Strawberries produce large crops in small spaces. They really do thrive grown in heavy straw mulches, manure and spoiled hay being classic top dressing for strawberry beds. They grow best in six hours of direct sunlight. Strawberries are sturdy, tough plants adaptable to vertical, container and hanging gardens. Select the largest strawberry pot possible. They are good investments and last for years. Larger pots hold water better, fill with potting soil and keep moist. Fish emulsion will deliver water soluble nutrients for not only luscious berries but also keep long lasting foliage healthy and green.
Strawberry plants are prolific. A mature strawberry “mother” plant sends foot long runners outwards, forming roots and “daughters” wherever the runner touches soil. The runners and new plants are readily apparent during the heavy June harvest. Often, strawberries are more a matter of thinning than planting. Best practice is to encourage the latest generation with straw or other mulch, snip off the runner and pull up the former generation. Do not be discouraged, strawberries require minimal effort. It is inevitable older plants are overlooked and produce a second if lesser yield. Compost and mulch are manna for strawberries.
There are so called “ever bearing” strawberries that offer a larger June harvest and a second, less reliable September yield. All types recall their ancestral habits and naturalize. Take advantage of the strawberry’s roaming ways. Guide runners along borders, under dwarf fruit trees, let them shade out Lady’s Bedstraw among thorny rose bushes. New strawberry plants are easily transplanted and are a staple exchange between gardeners.
Mail order strawberry plants arrive in tight bundles. Moisten and keep shaded until in the ground. Introduce new types and enjoy comparing varieties for the strawberry that suits you best.

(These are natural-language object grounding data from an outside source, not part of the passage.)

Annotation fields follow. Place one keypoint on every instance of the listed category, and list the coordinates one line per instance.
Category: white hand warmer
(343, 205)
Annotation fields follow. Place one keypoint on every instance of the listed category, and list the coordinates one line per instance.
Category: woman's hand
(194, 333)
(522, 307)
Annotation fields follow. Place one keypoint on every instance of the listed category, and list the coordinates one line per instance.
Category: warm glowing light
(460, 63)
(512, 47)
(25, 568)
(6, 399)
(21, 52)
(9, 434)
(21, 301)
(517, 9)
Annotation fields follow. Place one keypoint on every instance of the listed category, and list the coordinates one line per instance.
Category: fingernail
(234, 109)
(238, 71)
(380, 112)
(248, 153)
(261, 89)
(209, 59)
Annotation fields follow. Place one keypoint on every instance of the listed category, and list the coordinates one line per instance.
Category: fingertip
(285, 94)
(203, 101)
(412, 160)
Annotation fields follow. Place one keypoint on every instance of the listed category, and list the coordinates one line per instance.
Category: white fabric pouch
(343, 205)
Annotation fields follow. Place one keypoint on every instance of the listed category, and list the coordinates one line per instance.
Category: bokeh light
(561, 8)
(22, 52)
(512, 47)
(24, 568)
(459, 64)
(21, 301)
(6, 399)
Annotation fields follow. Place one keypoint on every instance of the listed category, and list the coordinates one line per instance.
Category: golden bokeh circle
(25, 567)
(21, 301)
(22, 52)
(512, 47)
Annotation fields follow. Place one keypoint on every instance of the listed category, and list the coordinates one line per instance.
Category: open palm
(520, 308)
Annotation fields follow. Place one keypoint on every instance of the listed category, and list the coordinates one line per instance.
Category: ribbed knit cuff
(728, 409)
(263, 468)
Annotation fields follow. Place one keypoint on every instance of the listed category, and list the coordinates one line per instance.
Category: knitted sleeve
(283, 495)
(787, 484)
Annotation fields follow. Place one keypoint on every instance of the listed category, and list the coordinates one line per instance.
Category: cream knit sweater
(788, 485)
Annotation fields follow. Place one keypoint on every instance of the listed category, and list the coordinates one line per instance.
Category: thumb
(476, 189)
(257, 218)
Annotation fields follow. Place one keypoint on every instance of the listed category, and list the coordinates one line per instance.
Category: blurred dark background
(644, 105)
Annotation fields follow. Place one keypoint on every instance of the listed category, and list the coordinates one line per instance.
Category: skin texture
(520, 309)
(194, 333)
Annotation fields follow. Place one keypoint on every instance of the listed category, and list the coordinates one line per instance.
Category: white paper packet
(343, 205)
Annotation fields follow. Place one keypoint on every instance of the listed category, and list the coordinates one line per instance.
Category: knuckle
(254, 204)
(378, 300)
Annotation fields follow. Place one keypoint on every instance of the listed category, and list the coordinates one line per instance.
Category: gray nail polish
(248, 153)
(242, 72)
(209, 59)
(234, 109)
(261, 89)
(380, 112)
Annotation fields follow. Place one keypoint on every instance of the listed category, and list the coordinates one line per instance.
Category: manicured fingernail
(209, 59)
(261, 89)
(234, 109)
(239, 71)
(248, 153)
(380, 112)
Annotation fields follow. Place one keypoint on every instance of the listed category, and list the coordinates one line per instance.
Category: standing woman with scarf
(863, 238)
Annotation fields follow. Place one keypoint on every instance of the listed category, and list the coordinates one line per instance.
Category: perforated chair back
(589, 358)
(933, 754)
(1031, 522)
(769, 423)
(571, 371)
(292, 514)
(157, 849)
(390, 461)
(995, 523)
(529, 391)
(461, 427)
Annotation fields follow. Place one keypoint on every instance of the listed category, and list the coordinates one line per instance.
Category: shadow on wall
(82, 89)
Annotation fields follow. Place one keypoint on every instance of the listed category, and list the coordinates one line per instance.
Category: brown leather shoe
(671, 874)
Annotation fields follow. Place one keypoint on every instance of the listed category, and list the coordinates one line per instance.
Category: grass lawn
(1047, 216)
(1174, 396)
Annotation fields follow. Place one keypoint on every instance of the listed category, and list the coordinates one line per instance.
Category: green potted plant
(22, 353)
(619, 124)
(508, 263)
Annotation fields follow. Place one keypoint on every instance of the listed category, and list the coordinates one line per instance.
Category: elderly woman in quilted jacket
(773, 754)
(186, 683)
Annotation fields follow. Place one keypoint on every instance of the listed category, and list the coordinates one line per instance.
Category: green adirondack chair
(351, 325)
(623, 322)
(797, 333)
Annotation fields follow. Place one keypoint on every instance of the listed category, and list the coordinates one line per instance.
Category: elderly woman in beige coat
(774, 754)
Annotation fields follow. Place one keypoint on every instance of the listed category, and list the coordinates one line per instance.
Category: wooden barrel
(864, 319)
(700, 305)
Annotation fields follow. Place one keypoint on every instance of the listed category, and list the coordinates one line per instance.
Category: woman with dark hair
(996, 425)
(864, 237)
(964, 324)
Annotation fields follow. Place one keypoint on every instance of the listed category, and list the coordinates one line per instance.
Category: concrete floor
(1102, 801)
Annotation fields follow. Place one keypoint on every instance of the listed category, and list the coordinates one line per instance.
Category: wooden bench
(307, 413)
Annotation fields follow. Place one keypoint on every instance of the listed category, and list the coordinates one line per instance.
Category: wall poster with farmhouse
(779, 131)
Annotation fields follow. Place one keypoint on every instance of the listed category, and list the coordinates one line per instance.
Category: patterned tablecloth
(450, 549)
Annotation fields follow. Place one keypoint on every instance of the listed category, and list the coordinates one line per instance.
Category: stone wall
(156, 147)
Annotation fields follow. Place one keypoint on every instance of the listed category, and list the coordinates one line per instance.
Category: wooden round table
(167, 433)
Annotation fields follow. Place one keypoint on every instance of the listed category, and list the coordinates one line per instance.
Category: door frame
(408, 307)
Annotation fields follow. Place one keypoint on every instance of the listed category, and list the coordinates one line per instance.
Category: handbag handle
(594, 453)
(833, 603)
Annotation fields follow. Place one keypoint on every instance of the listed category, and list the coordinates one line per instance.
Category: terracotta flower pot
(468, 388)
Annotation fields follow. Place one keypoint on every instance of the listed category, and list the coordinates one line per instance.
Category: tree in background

Strawberries are good neighbors for other plants and often, such as between stones, thrive where few can. Lunaria or “Money Plant” does very well among strawberries. Like strawberries, Lunaria colonizes. A biennial, lunaria’s first year resembles strawberries in height and span. The second spring, lunaria sends up welcome mauve flower stalks. Each fertile bloom matures into silver dollar size seed pods. Harvest the seed pods and bring indoors for dried arrangements. Left to their own, the seed pods are windblown serendipity. Carefully observe the inconspicuous first year’s growth to avoid weeding out. Annual poppies are much the same, many self-sown poppies among strawberries are more viable than those shaken from seed pots moved away or brought indoors for display.
Innocence once lost cannot be reclaimed. For magical moments, the strawberry clasps on forever. Each strawberry narrates the important moments between us. Nothing rivals tell- tale red lips on a child’s face, always looking up and forward to longer futures. Nobody can make jam like Nana and long gone, remove Dad’s old basket from the rafters. When served with jonny cakes, water not milk, around the kitchen table, strawberries reign supreme in nutrition. This is how urban gardeners grow happy hearts, our own and share with those we love. Don’t wait, plant strawberries. They are uncommonly good.